Abstract In the field of social network analysis, information diffusion is a focus of current research. Taking into account the real topological relations among the participants and the psychological characteristics of the users, in this paper, a hotspot propagation model based on heterogeneous mean field and evolutionary games is proposed. First, in real social networks, the changes of hotspot’s trend could lead to the dynamic changes of users’ willingness to participate in the hot topic. This effect is reflected in the dynamic behaviors among the users. In this work, based on the evolutionary games, a dynamic evolution mechanism for users’ willingness to participate in hotspot is constructed and dynamically adjusts the infection rate of information dissemination model.

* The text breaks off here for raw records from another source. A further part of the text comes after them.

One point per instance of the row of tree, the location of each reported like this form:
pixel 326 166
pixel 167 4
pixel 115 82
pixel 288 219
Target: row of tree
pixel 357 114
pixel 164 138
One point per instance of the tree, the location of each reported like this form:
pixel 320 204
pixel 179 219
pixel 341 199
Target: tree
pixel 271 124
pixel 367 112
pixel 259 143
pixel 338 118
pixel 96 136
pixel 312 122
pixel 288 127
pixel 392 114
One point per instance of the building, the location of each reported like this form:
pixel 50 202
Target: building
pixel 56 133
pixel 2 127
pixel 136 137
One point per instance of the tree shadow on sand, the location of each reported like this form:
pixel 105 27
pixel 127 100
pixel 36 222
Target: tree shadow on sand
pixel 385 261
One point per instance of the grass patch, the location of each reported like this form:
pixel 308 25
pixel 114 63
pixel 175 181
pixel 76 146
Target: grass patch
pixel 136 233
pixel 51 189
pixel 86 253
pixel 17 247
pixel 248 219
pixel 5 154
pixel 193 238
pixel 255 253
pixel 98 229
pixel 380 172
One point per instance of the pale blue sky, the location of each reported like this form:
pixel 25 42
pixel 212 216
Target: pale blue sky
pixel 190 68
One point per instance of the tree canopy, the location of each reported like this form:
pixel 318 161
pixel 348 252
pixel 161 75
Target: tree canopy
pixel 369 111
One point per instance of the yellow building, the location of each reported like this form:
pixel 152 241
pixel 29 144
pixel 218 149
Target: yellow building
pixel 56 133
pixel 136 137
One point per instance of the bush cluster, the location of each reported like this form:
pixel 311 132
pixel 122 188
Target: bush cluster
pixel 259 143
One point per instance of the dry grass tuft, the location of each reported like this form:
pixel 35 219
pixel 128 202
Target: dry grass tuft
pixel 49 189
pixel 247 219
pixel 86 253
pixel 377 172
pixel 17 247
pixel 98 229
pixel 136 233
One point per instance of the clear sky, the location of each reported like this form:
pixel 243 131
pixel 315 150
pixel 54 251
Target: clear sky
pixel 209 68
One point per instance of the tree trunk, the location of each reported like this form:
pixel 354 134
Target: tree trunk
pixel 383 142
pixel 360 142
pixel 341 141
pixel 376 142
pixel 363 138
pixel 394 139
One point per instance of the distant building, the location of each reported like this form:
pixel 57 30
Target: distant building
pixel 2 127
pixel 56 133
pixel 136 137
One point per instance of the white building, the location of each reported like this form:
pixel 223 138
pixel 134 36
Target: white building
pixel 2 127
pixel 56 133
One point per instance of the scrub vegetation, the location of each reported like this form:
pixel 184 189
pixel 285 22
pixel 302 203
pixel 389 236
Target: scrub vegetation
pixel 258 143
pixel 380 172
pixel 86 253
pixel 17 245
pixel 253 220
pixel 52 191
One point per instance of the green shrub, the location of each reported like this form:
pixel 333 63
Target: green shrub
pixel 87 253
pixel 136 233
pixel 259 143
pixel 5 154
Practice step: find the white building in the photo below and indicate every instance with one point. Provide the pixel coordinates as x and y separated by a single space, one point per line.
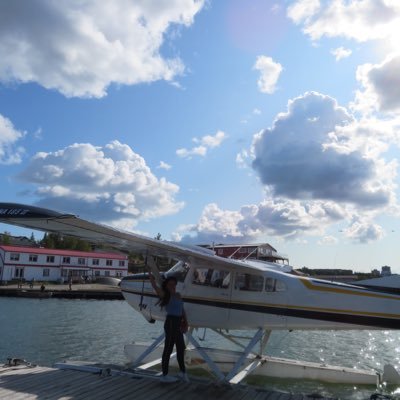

Second, in view of the heterogeneity of the real network structure and the complexity of the heterogeneous mean field, graphical evolutionary game is introduced to improve the heterogeneous mean field. Thus, a new dynamics model of information dissemination is constructed based on graphical evolutionary game. Finally, considering the dynamic behavior among the nodes and the heterogeneity of real social networks, we obtain a hotspot propagation model based on dynamic evolution mechanism and improved heterogeneous mean field. To verify the proposed model, we perform simulations over synthetic networks and real network. Experiments show that the model effectively reveal the impact of different driving factors on information dissemination, and predict the trend of information dissemination in social networks.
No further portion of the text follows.